Giving this a shot, my actual tables have more data fields than I listed but hopefully my tweaks take them all.
I just tried in different way.
Step 1 : Lets take your Table 2. Add new column with Max insert date for each ID.
Max_Insert_Date = CALCULATE(MAX(Table2[INSERT DATE]),FILTER(Table2,Table2[ID]= EARLIER(Table2[ID])))
Step 2: From step 1,Get the Latest record only
Table3 = FILTER(Table2,Table2[INSERT DATE]=Table2[Max_Insert_Date])
Step 3: Do a left outer join between Table 1 ( Original table - Just take ID column alone) and Table 3 ( derived in step 2- Select all columns but ID).
You can combine these steps as well to reduce the steps .
Thanks
Raj
I am gettign error on the second step. The error is "the expression referrs to multiple columsn. Multiple columns cannot be converted to scalar value"
@nirvana_moksh wrote:I am gettign error on the second step. The error is "the expression referrs to multiple columsn. Multiple columns cannot be converted to scalar value"
Please do the second step in Modelling -> Nea Table and use the formula. SInce the formula returns multiple colums/ rows, we cant use it as measure/ calculated column.
Thanks
Raj
I See, for the last step are you suggesting to use the NATURALLEFTOUTERJOIN in Dax?
Yes there are many sites which explains how to do this. For example,Please refer the below URL which explains the left outer join in DAX.

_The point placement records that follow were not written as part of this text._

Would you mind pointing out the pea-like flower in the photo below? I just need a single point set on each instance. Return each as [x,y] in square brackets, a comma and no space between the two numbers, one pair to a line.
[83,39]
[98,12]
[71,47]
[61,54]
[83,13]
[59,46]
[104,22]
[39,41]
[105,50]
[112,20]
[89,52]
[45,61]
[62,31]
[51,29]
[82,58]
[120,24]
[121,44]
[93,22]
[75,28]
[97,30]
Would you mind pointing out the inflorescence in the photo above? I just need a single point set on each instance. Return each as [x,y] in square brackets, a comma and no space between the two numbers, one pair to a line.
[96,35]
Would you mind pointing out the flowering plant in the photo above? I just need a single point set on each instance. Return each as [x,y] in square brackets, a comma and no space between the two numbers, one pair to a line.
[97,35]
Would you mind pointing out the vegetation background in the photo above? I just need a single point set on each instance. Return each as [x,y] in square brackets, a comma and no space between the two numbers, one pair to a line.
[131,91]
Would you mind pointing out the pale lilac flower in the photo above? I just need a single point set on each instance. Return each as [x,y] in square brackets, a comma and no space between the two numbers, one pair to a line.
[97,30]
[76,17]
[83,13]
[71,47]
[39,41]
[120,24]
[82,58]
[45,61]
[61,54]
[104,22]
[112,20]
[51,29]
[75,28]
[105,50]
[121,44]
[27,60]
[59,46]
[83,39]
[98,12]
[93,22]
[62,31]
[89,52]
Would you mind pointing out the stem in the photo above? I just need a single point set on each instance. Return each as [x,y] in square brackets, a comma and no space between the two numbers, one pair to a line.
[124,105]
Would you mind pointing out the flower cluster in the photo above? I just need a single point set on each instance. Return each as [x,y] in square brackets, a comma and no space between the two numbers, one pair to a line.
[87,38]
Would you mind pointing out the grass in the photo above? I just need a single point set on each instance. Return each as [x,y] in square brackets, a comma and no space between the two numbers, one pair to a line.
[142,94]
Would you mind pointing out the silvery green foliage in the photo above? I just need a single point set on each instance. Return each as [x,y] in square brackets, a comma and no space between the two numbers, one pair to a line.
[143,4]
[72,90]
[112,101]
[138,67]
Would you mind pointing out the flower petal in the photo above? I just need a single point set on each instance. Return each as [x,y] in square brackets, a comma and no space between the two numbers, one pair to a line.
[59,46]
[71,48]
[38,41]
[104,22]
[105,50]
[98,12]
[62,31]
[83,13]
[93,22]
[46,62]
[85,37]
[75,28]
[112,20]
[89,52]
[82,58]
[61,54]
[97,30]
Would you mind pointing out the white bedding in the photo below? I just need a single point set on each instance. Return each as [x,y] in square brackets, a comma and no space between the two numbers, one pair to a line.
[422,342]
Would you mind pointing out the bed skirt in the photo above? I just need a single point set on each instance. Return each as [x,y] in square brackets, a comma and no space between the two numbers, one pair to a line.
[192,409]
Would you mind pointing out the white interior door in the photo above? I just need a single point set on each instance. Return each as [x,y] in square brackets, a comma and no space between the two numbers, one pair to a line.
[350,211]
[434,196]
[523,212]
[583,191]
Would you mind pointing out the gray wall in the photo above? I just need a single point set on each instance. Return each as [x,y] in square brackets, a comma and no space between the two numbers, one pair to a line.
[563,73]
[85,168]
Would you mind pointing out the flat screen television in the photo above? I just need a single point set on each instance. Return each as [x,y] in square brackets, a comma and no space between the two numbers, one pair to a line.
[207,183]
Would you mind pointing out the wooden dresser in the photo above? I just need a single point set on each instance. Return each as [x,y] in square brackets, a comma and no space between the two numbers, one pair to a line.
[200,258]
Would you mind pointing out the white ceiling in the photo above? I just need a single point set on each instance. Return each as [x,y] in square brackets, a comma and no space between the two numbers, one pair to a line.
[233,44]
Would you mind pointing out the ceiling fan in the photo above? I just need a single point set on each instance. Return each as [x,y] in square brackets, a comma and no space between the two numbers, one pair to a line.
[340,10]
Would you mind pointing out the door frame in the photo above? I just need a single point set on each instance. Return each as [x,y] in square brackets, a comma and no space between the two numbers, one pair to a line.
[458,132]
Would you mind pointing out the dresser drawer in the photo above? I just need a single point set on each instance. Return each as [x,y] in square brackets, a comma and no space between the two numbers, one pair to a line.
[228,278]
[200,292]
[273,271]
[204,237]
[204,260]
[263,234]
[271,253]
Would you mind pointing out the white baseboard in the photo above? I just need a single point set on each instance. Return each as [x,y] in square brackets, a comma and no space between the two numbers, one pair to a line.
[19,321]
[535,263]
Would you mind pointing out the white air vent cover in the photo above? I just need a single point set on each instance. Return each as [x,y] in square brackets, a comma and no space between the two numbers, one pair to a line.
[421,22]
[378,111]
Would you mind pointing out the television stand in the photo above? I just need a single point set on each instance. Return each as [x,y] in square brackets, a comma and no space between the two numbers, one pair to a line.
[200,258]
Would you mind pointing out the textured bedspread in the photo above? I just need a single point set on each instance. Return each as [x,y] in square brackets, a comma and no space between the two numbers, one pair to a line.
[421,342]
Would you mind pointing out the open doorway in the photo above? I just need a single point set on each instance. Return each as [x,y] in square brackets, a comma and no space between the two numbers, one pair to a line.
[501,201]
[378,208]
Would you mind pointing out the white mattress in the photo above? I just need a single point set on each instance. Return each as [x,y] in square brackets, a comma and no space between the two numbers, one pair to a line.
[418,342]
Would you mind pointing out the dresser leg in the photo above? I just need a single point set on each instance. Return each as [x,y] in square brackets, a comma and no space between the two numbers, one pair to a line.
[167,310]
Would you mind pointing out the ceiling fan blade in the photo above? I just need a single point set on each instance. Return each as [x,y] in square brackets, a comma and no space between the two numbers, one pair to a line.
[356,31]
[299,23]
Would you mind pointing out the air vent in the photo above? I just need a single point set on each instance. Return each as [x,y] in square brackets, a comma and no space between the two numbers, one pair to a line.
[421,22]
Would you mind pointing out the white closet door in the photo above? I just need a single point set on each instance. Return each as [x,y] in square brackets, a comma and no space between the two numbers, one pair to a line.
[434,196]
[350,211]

https://curbal.com/blog/joining-table-in-power-bi-with-power-query-and-dax
Thanks
Raj
Thanks for the article @Anonymous but the last step is something that I always have an issue with because of the PBI has joins in DAX and how it doesnt recognize the join columns and I was running into that again for some reason.